Миддлтон попросил Джеху составить план восстановления Броутонского загородного дома, над чем Джеху просидел несколько недель, но Лэнгстон Батлер не принял проект и, поскольку работа не началась, не заплатил ни цента. Когда Джеху стал возражать, молодой Батлер сказал, что, если Глен прекратит канючить, возможно, он вновь обратится к услугам плотника, когда вырастут цены на рис.
Теперь никакая работа не мешала библейским чтениям, и Джеху часто являлся домой за полночь. К дому Веси приходил и дозор, чтобы знать слушателей в лицо, но не требовал разойтись.
Геркулес не посещал эти собрания.
– Этот Веси слишком много рассуждает, – говорил он Руфи. – То, что он говорит, может быть, верно и в то же время неверно. К тому же мне надо сейчас объезжать жеребца; он будет победителем.
– Геркулес… – начала Руфь.
– Я хочу сказать, что жеребёнок – особенный. Он совсем как я, мы будто близнецы с ним.
В феврале у Перл подошёл срок родов. Руфь, Долли и миссис Раванель помогли малышу явиться на свет, но через несколько часов младенец умер. Близкие отношения Руфи и Перл умерли вместе с бедняжкой. Перл ушла от Раванелей, переехав за реку в их полосатый домик. Больше Руфь не виделась с семейством Бонно.
Поздние занятия у Денмарка были слишком утомительны для Мартины, и Руфь с дочерью перестали на них ходить.
Женщин и так было немного, а Руфь бросила занятия последней. Джеху вздохнул с облегчением.
– Изучение Библии, – изрёк он, – занятие для мужчин.
Когда Джеху возвращался домой, Руфь притворялась спящей. Она делала вид, что не слышит, как муж ходит в другой комнате, бормоча что-то невнятное.
И всё же она была благодарна ему за приход, который нарушал один и тот же извечный сон о том, как она прячется под корзиной для маниоки, а сквозь лозу просачивается кровь.
Воскресные туфли
Солнце стояло высоко в небе, лучший товар был распродан, и рыночные торговцы начали собираться по домам.
Внимание Руфь привлёк крепкий ямс, который более ранние покупатели не заметили.
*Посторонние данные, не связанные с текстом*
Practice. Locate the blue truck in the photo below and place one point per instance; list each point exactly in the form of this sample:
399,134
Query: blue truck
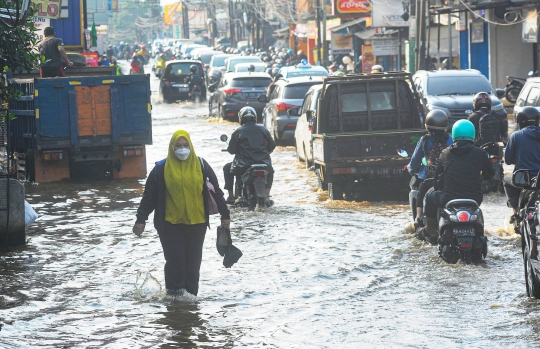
94,126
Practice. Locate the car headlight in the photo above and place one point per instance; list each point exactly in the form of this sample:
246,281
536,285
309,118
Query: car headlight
497,107
436,107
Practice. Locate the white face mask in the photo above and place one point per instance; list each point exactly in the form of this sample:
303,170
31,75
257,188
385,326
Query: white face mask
182,153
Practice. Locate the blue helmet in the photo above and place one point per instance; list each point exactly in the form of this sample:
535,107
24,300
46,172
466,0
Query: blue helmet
463,130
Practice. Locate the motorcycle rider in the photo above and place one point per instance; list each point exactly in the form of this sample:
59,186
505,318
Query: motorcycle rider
421,163
458,176
522,151
250,144
194,79
482,108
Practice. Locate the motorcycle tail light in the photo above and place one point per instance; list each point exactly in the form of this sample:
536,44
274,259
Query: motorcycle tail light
463,216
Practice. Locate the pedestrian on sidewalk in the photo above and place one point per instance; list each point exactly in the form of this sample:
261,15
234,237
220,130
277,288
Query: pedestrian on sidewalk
176,190
53,50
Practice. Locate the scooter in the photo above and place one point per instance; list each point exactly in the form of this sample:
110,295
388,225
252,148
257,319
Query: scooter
250,187
495,151
526,224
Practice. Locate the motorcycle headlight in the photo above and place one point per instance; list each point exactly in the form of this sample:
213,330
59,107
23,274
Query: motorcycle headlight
436,107
497,107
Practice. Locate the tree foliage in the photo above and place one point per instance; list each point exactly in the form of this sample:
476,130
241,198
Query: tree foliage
17,39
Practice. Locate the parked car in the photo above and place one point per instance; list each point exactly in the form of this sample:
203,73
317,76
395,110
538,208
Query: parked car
237,90
235,59
303,70
243,67
452,91
172,85
217,66
286,94
529,95
304,125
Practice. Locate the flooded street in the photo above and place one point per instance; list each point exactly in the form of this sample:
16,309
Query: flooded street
314,274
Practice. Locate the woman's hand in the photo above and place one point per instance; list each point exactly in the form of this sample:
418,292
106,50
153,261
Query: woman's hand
138,228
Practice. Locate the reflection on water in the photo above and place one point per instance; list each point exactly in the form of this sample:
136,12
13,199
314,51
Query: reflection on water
315,273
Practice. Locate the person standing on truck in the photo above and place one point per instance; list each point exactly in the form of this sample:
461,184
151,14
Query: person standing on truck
176,190
53,50
458,176
488,127
426,155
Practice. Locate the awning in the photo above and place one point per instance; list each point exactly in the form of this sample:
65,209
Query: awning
372,33
348,24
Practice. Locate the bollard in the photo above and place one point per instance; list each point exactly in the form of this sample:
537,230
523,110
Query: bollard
16,230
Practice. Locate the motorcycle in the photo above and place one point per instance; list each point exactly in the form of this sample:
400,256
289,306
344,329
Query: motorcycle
526,224
250,187
495,151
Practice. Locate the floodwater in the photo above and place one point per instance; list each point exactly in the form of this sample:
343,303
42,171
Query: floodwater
314,274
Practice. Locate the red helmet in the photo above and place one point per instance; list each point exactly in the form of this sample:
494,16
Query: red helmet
481,100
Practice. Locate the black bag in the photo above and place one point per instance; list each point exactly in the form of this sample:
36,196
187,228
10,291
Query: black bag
489,129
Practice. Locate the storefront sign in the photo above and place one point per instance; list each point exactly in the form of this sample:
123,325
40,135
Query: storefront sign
48,8
530,26
351,8
385,47
341,44
391,13
368,60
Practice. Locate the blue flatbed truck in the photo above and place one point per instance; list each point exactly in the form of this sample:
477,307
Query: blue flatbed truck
94,127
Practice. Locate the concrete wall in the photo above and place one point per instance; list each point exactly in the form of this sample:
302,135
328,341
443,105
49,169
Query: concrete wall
508,54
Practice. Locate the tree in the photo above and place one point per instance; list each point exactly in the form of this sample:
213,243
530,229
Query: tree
17,39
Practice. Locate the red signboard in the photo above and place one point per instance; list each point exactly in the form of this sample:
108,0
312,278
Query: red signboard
351,8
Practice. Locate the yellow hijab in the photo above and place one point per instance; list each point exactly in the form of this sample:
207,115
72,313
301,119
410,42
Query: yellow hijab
184,202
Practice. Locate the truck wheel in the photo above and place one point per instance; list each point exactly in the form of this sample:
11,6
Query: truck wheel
77,59
335,191
533,286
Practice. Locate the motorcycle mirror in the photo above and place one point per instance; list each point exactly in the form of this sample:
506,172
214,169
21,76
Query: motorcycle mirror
403,153
521,179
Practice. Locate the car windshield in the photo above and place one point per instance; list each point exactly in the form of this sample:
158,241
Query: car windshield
219,61
181,69
306,72
296,91
233,63
251,82
462,85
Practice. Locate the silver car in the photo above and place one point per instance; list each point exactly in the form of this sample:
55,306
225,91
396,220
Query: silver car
284,95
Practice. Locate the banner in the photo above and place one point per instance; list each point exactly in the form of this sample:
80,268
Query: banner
351,8
530,26
391,13
385,47
341,44
172,13
48,8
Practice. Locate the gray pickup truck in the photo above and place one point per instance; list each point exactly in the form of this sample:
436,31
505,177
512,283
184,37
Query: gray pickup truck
360,123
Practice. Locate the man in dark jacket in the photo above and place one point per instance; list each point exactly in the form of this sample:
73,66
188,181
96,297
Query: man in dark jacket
458,176
53,50
250,144
522,151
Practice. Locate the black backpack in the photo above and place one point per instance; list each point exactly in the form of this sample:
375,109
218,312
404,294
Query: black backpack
489,129
432,157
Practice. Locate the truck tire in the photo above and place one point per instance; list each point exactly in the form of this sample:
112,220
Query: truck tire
335,191
77,59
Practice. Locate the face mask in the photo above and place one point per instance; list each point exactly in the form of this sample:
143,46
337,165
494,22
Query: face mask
182,153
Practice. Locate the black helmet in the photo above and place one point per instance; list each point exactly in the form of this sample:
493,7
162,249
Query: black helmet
436,120
528,116
481,100
247,114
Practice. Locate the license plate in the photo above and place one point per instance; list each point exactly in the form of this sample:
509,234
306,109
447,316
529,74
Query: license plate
464,231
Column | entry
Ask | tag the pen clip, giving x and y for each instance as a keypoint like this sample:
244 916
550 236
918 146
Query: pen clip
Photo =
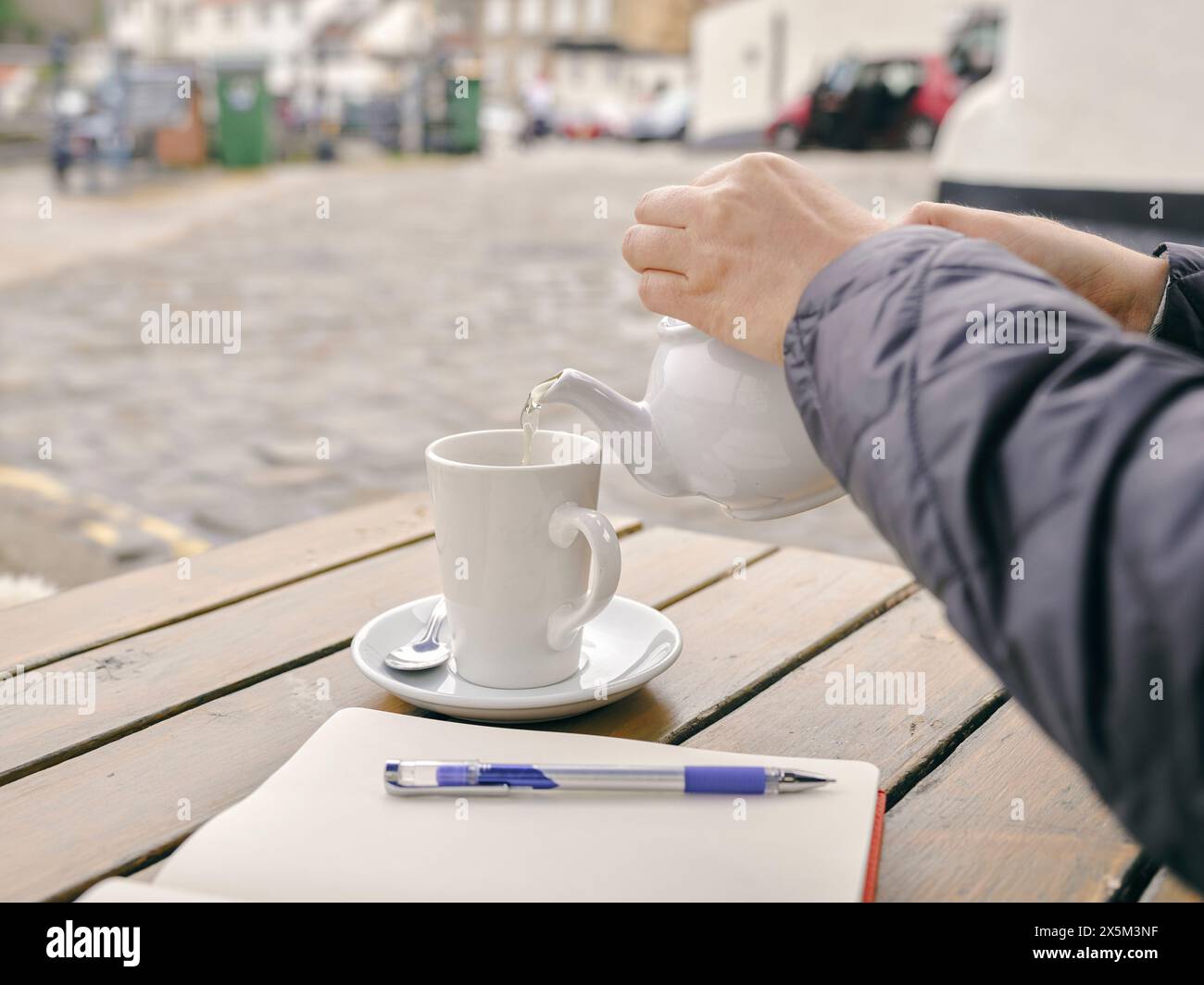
485 790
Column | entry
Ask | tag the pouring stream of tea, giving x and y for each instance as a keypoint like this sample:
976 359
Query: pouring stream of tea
530 417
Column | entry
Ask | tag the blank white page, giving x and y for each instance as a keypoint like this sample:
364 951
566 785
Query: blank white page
323 828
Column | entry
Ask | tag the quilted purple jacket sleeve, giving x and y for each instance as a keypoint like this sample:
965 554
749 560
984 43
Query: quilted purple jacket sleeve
1048 491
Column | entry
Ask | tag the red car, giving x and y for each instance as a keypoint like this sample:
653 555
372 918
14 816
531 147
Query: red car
889 103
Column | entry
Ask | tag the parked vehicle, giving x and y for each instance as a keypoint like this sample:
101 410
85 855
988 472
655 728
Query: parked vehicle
859 105
665 118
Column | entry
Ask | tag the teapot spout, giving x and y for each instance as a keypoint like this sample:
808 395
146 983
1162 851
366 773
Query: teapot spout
627 432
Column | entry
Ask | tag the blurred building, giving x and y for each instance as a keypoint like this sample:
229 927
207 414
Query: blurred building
751 56
1091 118
602 58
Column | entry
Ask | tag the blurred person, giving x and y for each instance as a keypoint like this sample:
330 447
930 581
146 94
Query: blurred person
537 107
1047 491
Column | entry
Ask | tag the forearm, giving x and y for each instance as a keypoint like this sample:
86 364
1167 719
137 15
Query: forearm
1022 485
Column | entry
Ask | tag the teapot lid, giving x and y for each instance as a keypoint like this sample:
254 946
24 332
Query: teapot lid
678 330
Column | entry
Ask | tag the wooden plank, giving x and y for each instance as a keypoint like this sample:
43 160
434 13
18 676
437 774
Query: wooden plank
119 805
132 801
799 716
745 632
1168 888
1008 817
153 676
104 612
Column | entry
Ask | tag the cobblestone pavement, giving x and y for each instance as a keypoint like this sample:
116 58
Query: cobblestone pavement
348 327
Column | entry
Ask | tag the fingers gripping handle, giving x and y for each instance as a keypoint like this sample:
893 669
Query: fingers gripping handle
566 521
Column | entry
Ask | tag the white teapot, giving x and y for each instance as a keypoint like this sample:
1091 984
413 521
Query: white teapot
717 421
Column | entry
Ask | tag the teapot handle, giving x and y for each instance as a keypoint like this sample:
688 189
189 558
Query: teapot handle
567 520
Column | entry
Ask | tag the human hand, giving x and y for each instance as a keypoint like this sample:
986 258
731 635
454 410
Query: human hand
734 252
1120 282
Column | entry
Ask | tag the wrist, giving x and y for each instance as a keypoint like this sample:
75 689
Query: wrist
1147 287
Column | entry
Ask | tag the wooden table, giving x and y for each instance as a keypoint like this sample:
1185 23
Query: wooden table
206 684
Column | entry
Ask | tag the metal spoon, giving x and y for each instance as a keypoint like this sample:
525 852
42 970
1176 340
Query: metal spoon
425 651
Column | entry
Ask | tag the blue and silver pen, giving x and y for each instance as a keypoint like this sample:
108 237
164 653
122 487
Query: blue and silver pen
406 777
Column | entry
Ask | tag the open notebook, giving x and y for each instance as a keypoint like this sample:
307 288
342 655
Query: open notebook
321 828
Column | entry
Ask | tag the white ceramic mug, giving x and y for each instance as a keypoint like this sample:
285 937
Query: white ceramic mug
518 580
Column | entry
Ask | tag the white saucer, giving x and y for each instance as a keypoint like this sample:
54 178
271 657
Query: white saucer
622 649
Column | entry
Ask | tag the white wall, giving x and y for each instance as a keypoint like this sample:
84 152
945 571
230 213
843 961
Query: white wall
735 41
1110 100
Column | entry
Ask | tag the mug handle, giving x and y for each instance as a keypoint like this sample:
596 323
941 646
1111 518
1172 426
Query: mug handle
567 520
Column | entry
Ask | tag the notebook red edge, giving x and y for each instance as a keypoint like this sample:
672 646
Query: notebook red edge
875 849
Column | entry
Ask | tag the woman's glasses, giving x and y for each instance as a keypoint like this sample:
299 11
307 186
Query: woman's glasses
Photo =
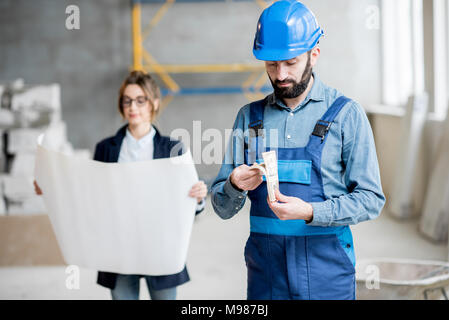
141 101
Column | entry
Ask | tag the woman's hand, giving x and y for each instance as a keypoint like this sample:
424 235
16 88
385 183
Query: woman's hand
198 191
37 189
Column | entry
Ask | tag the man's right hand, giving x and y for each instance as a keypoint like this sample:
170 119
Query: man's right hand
245 178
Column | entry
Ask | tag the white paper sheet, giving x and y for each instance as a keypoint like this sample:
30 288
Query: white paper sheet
129 218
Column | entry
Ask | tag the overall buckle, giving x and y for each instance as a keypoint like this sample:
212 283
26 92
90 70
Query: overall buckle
321 129
256 128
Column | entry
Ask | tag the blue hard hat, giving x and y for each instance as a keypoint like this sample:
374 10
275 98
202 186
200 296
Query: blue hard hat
285 30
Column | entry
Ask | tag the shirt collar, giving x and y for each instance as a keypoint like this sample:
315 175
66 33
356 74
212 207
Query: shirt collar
315 94
145 140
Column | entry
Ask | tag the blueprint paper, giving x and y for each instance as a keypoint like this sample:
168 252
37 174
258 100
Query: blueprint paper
128 218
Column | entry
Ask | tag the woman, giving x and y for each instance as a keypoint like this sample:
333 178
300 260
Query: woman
139 140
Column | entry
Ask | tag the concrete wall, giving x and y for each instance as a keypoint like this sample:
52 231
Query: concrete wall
90 63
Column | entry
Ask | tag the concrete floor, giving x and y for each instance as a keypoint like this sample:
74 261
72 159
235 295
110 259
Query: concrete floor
215 260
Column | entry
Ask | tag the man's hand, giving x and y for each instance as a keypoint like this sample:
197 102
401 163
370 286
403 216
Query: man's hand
37 190
198 191
290 208
245 178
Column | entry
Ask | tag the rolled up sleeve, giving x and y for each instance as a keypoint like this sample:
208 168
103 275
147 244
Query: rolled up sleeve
365 199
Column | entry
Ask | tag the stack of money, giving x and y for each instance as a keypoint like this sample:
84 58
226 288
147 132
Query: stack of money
269 169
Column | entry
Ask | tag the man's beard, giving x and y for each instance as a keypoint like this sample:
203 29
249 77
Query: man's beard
297 88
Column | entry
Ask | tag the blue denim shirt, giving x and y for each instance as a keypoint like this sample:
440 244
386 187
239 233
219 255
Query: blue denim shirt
350 170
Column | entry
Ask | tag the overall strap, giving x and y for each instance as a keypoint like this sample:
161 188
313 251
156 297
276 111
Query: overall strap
255 131
322 127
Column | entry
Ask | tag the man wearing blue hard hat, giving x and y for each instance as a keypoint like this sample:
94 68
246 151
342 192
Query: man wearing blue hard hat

Иногда под товаром похуже скрывался хороший; а порой какой-нибудь торговец, замешкавшись, слишком поздно убирал хороший ямс. Тот, на который Руфь положила глаз, был без единого пятнышка и пореза. Значит, его правильно выкапывали.
– Решай-ка побыстрей, – сказала торговка, укладывая пустые корзины в повозку. – А то пока я до дома доберусь, солнце уж сядет.